Они поднялись от Мэдисон-авеню до Пятой авеню, и за это время рубашка облепила крупную фигуру Энсона, став влажной из-за сильной жары. Он мало говорил, сухо побранил ее и не сказал ни единого слова любви, но еще до того, как они прошли шесть кварталов, она опять была его, извинялась за записку, предлагая отменить встречу с Перри в качестве расплаты, предлагая сделать все что угодно. Она думала, что он пришел потому, что начинал влюбляться в нее.
«Мне жарко, – сказал он, когда они дошли до 71-й улицы. – Я в зимней одежде. Если я ненадолго зайду в дом и переоденусь, ты сможешь подождать меня внизу? Это займет всего минуту».
Она была счастлива, признание в том, что ему жарко, вообще любой физической факт о нем приводил ее в дрожь. Когда они подошли к обитой железом двери и Энсон вынул ключ, она испытала восторг.
Внизу было темно, и, после того как он поднялся в лифте, Долли подняла занавеску и посмотрела через плотный тюль на дома напротив. Она услышала, как остановился лифт, и, намереваясь немного подразнить его, нажала кнопку и вызвала его вниз. Затем, следуя неосознанному импульсу, она вошла в лифт и поехала на этаж, который должен был быть его.
– Энсон, – позвала она, слегка посмеиваясь.
– Одну минуту… – ответил он откуда-то из спальни. И затем после небольшой паузы. – Теперь ты можешь войти.
Он переоделся и застегивал жилет.
– Это моя комната, – сказал он приветливо. – Как она тебе нравится?
В ее поле зрения попала фотография Паулы на стене, и она уставилась на нее с восхищением, совсем как Паула когда-то рассматривала детские фотографии Энсона пять лет назад. Она кое-что знала о Пауле – какие-то фрагменты, которые она по частям вытянула из Энсона.
Внезапно она подошла к Энсону и подняла руки. Они обнялись. За окном уже сгущались мягкие искусственные сумерки, хотя солнце еще ярко отражалось от крыш домов. Через полчаса в комнате будет совершенно темно. Непредвиденная возможность захватила их, лишила обоих дыхания, и они теснее придвинулись друг к другу. Это было величественно и неизбежно. Все еще держа друг друга в объятьях, они подняли головы, и их взгляды встретились на портрете Паулы, глядящей на них со стены.
Неожиданно Энсон убрал руки и, сев за стол, попытался открыть ящик, используя связку ключей.

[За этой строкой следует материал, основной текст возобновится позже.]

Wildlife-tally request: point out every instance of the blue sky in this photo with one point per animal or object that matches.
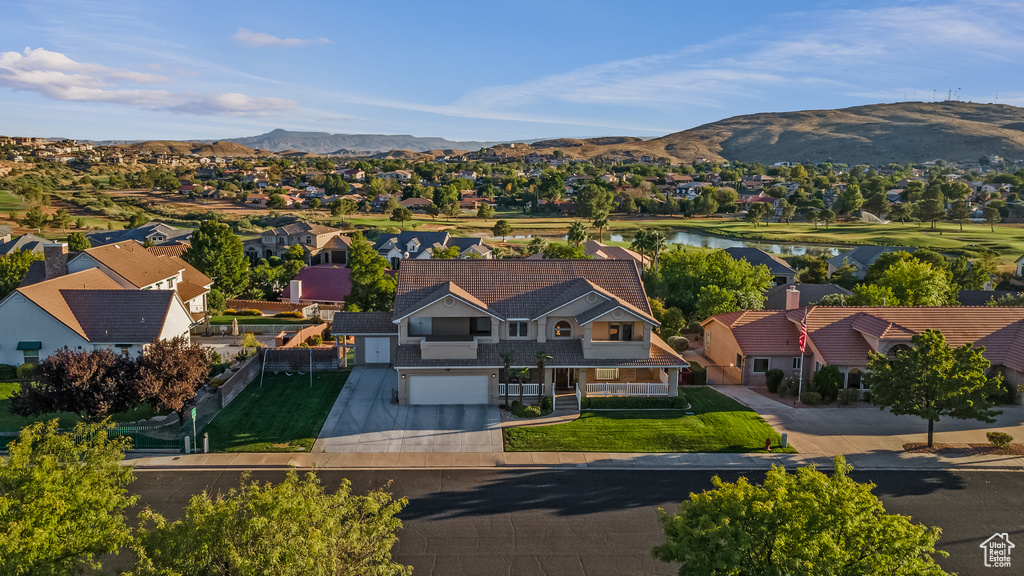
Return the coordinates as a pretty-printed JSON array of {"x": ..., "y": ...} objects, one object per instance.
[{"x": 495, "y": 71}]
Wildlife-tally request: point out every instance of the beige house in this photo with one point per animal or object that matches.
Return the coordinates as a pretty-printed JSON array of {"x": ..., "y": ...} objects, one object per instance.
[
  {"x": 456, "y": 319},
  {"x": 323, "y": 245},
  {"x": 741, "y": 346}
]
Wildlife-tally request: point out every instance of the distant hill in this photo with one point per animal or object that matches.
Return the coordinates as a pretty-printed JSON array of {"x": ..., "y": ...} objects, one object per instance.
[
  {"x": 347, "y": 145},
  {"x": 866, "y": 134}
]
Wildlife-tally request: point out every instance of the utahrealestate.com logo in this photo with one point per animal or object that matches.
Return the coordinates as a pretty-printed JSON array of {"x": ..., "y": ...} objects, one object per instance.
[{"x": 997, "y": 549}]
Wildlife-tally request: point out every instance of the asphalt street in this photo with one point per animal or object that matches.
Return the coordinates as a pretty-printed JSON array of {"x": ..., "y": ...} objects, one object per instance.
[{"x": 579, "y": 522}]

– Хочешь выпить? – спросил он грубовато.
– Нет, Энсон.
Он налил себе полстакана виски, проглотил его и затем открыл дверь в холл.
– Пошли, – сказал он.
Долли колебалась.
– Энсон, я поеду с тобой сегодня за город, после всего этого. Ты ведь понимаешь, правда?

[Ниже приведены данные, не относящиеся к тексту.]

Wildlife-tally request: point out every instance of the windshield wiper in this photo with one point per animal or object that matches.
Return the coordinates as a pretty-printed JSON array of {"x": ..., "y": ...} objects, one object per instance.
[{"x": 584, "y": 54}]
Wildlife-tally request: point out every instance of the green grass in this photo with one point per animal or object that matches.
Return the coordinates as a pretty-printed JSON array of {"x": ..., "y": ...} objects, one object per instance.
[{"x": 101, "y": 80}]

– Конечно, – коротко ответил он.
В машине Долли они доехали до Лонг-Айленда, чувствуя себя ближе друг другу, чем когда-либо. Они знали, что должно случиться, и лицо Паулы не должно напоминать о том, чего им не хватало, но, когда они оказались одни этой тихой жаркой ночью на Лонг-Айленде, им было уже все равно.